About Pessoa: “This is quantum writing – writing that has risked total humiliation in order to pass beyond competence.”

“Sensibility is to do with the failure to be X or Y, the failure to be other than one is …. Cease attempting to become what you stand no chance of ever convincingly being.”

Litt.jpegBut excerpting Litt is truly a disservice to the unanticipated unfurlings of his arguments. In “Souls,” he considers Lawrence and Bellow to force us to consider the notion of “soul,” a term that must be utterly alien to post-irony MFA’ers. Here is Litt, indicted for playing in his prose with mere surfaces, plumbing the relevance of soul in our writing: “What I’m suggesting is that – in writing any sort of fiction – you are working within a form that was created out of the wreck of the Soul, and emerged in order to address the question of the Soul.”

Litt insists that “the paragraph is really dead” just at the moment when poets are putting more and more prose segments into their manuscripts.

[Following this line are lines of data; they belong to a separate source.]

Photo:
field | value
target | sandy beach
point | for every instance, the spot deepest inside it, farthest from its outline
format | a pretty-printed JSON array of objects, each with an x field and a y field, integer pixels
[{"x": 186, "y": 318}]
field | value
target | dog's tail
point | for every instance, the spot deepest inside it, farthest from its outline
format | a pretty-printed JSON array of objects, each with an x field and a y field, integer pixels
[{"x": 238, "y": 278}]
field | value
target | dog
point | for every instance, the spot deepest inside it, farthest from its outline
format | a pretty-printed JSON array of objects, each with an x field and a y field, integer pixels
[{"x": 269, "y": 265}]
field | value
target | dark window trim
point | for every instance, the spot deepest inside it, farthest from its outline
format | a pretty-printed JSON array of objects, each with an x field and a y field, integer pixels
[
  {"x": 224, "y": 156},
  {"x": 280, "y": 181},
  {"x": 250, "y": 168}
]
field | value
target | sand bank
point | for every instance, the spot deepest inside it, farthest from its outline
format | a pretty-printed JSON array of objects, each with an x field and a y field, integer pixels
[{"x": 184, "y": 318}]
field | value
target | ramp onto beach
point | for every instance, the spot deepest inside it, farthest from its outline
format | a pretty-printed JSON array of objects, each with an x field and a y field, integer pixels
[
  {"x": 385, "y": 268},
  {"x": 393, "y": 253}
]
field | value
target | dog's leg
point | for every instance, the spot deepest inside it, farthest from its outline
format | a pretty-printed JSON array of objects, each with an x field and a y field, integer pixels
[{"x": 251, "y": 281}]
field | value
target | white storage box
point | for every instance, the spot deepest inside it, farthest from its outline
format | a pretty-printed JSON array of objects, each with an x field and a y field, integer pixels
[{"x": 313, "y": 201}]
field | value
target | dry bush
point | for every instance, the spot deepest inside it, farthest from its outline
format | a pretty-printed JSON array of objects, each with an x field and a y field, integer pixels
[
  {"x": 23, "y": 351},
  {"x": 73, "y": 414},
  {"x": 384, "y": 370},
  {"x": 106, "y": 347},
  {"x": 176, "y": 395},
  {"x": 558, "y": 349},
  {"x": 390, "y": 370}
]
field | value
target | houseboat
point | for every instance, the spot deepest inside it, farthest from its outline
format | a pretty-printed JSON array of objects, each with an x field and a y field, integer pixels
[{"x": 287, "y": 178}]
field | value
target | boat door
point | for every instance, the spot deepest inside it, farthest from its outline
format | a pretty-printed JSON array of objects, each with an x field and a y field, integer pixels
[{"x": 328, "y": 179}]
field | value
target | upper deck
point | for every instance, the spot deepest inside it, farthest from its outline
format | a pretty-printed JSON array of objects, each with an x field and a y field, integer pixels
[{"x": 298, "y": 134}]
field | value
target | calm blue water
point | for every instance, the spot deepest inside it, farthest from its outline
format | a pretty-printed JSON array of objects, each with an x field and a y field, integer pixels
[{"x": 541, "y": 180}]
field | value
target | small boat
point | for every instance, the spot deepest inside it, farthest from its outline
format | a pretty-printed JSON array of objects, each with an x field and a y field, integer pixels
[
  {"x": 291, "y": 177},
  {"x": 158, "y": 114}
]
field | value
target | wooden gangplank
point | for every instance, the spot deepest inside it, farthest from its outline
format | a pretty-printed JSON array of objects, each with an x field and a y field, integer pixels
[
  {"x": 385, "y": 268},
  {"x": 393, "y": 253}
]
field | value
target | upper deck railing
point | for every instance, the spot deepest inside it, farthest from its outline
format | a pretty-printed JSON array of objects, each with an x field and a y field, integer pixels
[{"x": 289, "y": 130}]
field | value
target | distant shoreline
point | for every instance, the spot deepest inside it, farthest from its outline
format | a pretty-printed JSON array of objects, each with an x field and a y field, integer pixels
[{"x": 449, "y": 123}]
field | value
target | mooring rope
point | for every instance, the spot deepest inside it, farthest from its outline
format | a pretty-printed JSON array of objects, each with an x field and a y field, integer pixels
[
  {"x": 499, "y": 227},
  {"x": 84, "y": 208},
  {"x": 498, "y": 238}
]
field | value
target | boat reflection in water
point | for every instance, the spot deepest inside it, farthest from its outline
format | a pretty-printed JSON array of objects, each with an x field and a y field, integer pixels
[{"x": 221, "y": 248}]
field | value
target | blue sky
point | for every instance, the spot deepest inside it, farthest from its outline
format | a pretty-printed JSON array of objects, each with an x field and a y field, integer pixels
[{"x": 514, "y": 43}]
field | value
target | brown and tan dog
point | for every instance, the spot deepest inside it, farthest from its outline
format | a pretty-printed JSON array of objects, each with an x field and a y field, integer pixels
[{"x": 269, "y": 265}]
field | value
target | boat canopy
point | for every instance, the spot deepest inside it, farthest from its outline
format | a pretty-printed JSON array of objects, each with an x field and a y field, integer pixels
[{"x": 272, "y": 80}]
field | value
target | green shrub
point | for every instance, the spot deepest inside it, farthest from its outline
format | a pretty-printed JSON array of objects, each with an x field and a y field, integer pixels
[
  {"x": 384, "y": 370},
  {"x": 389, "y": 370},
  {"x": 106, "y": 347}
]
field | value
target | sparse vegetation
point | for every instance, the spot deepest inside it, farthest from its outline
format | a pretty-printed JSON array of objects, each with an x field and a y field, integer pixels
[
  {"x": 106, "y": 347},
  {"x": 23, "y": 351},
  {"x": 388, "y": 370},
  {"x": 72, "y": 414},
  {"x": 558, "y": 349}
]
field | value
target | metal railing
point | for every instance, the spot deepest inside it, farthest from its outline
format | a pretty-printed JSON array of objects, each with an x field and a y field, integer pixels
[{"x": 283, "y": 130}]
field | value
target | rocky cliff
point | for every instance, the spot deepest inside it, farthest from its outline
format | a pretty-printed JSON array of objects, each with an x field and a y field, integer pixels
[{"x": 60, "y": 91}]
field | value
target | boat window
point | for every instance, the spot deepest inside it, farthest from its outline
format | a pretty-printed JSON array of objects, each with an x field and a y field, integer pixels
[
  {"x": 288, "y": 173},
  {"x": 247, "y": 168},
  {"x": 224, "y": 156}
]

Truly, Mutants is a book for poets and essayists as much as for prose fictioners. He teaches writers how to “cope with the arrival of the moment,” and understands that “the literary expect to be admired as stylists” while “the non-literary to be rewarded for absenting themselves” – the latter performing as suggested by that line in Wallace Stevens’ poem “The House Was Quiet and the World Was Calm” (1954): “The words were spoken as if there was no book.”

When Litt extols Kafka’s work for its “rhapsodies of perpetual clarification,” I’m thinking: poetry.

 

[Published by Seagull Books on May 23, 2016. 304 pages, $27.50 hardcover]

Contributor
Ron Slate

Ron Slate is the host and editor of On The Seawall.

Posted in Commentary

3 comments on “on Mutants, selected essays by Toby Litt

  1. On Litt
    This review arrived on Oct 12, my birthday, and it felt like a present. Thanks for the generous excerpts. Litt’s book sounds like a wonderful washing-machine of ideas. Tumbled dried but still damp with soul. I’m thinking poetry too. Cheers.

  2. Litt
    Sharp take on Mutants. Litt’s beef with David Shields (which you don’t mention) is intriguing and completely right. Shields is a faux-thinker and entirely conventional in his values. Sad to see how few novelists, especially published by the big houses, we have in the USA that run in parallel with Litt.

    1. Shields and memoir
      My main argument with Shields centers on his apparent endorsement of mass market memoir as a supplier of “reality.”